Desta forma, retornou no período da tarde, conforme havia ficado combinado. No entanto, a dentista afirmou que iria encaminhá-lo ao CEO, pois se tratava de um paciente especial que deveria ser atendido por um especialista. Disse, ainda, que o encaminhamento não é muito rápido, mas, caso fosse necessário, poderia ir até a UPA.

Ela foi muito atenciosa, mas não atendeu o meu filho. Nem olhou! Me falou que não é especialista. Que as crianças especiais são atendidas lá no CEO. Lá tem um especialista. Ela me explicou que para encaminhar demora um pouquinho, mas que ia tentar o mais rápido possível. Mas, se eu precisasse podia ir na UPA para um atendimento de urgência.

Passaram-se dois dias e a equipe de saúde bucal da Unidade Púrpura ainda não havia entrado em contato com Jasmim para informá-la a respeito do encaminhamento. O filho começou a queixar-se com mais frequência da dor, inclusive chorando para se alimentar. Então, Jasmim resolveu levá-lo a UPA.

O postinho não me ligou para falar do encaminhamento. Já faz dois dias que eu estou esperando. E o menino reclamando do dente. Agora começou a chorar na hora de comer. Decidi procurar a UPA.

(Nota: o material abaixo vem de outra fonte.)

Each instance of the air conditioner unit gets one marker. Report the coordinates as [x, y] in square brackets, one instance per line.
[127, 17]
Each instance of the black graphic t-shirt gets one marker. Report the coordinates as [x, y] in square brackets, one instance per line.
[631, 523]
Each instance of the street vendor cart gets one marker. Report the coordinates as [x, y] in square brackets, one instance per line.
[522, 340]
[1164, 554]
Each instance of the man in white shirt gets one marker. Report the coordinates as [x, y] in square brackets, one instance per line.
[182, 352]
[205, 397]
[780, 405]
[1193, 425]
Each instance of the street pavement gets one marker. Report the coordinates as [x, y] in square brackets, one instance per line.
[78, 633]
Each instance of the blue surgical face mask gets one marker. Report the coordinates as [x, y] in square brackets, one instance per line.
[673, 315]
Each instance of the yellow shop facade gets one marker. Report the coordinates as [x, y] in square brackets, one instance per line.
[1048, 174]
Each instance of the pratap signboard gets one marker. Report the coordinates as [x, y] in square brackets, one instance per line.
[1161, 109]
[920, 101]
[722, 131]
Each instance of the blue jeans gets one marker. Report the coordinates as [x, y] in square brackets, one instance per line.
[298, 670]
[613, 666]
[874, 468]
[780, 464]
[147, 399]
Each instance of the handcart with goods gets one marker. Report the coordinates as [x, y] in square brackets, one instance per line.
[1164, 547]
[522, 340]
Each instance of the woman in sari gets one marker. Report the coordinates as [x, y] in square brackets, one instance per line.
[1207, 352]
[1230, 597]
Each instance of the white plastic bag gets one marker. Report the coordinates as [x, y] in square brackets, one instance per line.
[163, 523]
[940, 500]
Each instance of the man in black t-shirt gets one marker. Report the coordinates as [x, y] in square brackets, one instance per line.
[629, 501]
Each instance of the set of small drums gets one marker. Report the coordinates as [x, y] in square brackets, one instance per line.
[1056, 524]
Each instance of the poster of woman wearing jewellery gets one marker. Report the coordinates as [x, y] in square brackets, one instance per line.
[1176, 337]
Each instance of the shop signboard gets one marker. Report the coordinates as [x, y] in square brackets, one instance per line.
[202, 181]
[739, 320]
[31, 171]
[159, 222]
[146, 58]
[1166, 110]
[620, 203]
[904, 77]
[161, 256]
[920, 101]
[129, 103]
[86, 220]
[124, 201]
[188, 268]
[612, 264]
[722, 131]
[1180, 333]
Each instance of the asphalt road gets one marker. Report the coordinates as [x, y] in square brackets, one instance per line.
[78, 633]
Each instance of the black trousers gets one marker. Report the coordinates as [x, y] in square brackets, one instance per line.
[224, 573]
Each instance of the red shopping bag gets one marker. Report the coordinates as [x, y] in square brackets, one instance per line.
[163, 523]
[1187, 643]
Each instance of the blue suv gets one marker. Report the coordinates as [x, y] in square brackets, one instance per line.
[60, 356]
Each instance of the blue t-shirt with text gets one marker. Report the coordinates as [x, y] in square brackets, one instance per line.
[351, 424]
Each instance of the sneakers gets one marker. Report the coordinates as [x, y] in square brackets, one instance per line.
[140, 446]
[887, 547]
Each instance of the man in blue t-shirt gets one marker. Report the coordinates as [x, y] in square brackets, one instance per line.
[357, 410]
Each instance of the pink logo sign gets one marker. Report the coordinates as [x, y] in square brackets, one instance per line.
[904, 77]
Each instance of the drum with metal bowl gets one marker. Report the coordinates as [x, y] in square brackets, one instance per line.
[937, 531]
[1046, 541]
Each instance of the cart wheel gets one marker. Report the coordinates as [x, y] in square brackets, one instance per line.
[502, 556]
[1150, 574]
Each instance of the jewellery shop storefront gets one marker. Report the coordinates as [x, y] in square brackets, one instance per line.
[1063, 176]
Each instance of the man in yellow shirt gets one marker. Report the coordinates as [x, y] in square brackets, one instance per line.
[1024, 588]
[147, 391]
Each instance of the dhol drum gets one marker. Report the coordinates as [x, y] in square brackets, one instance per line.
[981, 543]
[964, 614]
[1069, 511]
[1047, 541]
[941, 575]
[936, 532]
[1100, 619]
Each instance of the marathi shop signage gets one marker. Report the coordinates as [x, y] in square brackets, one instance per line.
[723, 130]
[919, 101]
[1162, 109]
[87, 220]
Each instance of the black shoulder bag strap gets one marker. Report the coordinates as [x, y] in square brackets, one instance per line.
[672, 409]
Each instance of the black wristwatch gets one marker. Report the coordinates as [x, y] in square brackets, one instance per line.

O dentista da UPA também não atendeu o filho de Jasmim. Afirmou que os pacientes especiais devem ser atendidos no CEO, por um especialista. E quem realiza o encaminhamento é a unidade de saúde na qual o usuário é cadastrado.

Assim, Jasmim retornou à Unidade Púrpura. Ela estava nervosa querendo uma solução para o problema do seu filho. Foi neste momento que nos encontramos.

Desta vez, a dentista da Unidade Púrpura ligou no CEO e conversou com a supervisora. Queria que o filho de Jasmim fosse atendido no mesmo dia, pois estava com dor e precisava de uma consulta de urgência.

No entanto, a supervisora explicou que o CEO não faz atendimento de urgência. Este deveria ser realizado na Atenção Básica ou na UPA. Todos os pacientes que iriam passar por atendimento no CEO naquele dia estavam confirmados e, inclusive, dois já estavam na sala de espera. Também seria atendido, naquele dia, um paciente de Ribeirão Bonito, que depende do transporte municipal. Não seria possível desmarcar nenhum deles para atender o filho de Jasmim.

Diante da recusa do CEO em atendê-lo no dia, a dentista da Unidade Púrpura exaltou-se no telefone.

Este foi um dia muito tenso. Jasmim estava exaltada. Ela estava nervosa e preocupada com a dor do filho. Queria uma solução para o seu problema. A dentista também se exaltou com a supervisora do CEO no telefone, exigindo uma consulta de urgência. Era possível ouvir da sala de espera (Diário de campo).

Desta forma, a supervisora do CEO disse que iria confirmar a agenda do próximo dia e, caso algum paciente não confirmasse a sua consulta, ela entraria em contato para colocar o filho de Jasmim no lugar.

E foi assim que Jasmim conseguiu que seu filho fosse atendido. Ao confirmar a agenda, um dos pacientes estava hospitalizado e não poderia comparecer à consulta no CEO.

Foi muito difícil conseguir que meu filho fosse atendido. Por causa da condição dele, ninguém quer atender. Mas, graças a Deus, agora ele foi atendido e não está mais com dor. Como ele tem mais coisas para fazer, vai começar o tratamento no CEO. Já marcaram um retorno.

No dia da consulta no CEO, conversamos novamente. Agora, Jasmim estava mais calma e feliz (Diário de campo).

Fig. 12 Itinerário Terapêutico de Jasmim.